TRENTON, N.J. -- New Jersey will “never” allow self-service fueling if one influential state lawmaker has his way.
State Senate president Stephen Sweeney (D), who also may run for governor in 2017, said he would “never” let legislation lifting New Jersey’s self-serve fueling ban advance as long as he is in charge.
“I’ve never been a supporter of self-serve,” Sweeney said at a recent meeting with the editorial board of Asbury Park Press. “The retailers are controlling the numbers. All you’re doing is increasing their profit. You won’t see the savings because it just disappears.”
An analysis by the New Jersey Gasoline-C-Store-Automotive Association found that lifting the self-service fueling ban would result in an average discount of at least 10 cents per gallon (CPG). Until recently, the association had opposed lifting the ban, but changed its position because “it’s getting harder and harder to hire employees willing to pump gas,” said Sal Risalvato, executive director. According to the state Department of Labor statistics, New Jersey has about 10,000 gas-station attendants, with an average wage of $9.05 an hour.
New Jersey is one of only two states that bans self-service fueling, although the other—Oregon—recently allowed limited self-service fueling in some areas.

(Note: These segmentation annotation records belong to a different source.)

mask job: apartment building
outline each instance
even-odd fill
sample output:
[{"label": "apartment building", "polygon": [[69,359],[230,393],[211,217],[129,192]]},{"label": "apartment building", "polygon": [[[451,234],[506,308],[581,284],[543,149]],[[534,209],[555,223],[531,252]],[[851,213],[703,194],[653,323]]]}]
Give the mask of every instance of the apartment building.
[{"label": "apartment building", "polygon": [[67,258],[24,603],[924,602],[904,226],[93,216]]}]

Sweeney and Democratic legislators have been battling Gov. Chris Christie (R) over a proposal to increase the state gasoline tax to raise money for New Jersey’s ailing transportation trust fund (TTF). Christie had supported raising the gas tax if lawmakers would agree to cut the state sales tax, but Democratic legislators were opposed to that idea.
Because of the worsening state of the TTF, Christie recently had halted all nonessential transportation projects, a move that angered Sweeney.
“People aren’t working when there is work they could be doing,” Sweeney said. “I never dreamed we’d be at this point without having the TTF done. Because of how the state refused to address this in the past, a lot of our options have been taken away. There are no rabbits we can pull out a hat.”
Democratic legislators have proposed a 14.5-CPG increase in the state gas tax to 37.5 CPG. Meanwhile, New Jersey voters will be deciding this November on a proposed constitutional amendment that would require all gas-tax revenue to go toward supporting the TTF. A June survey by Fairleigh Dickinson University found that 51% of registered New Jersey voters said they would support the amendment, while 34% were opposed.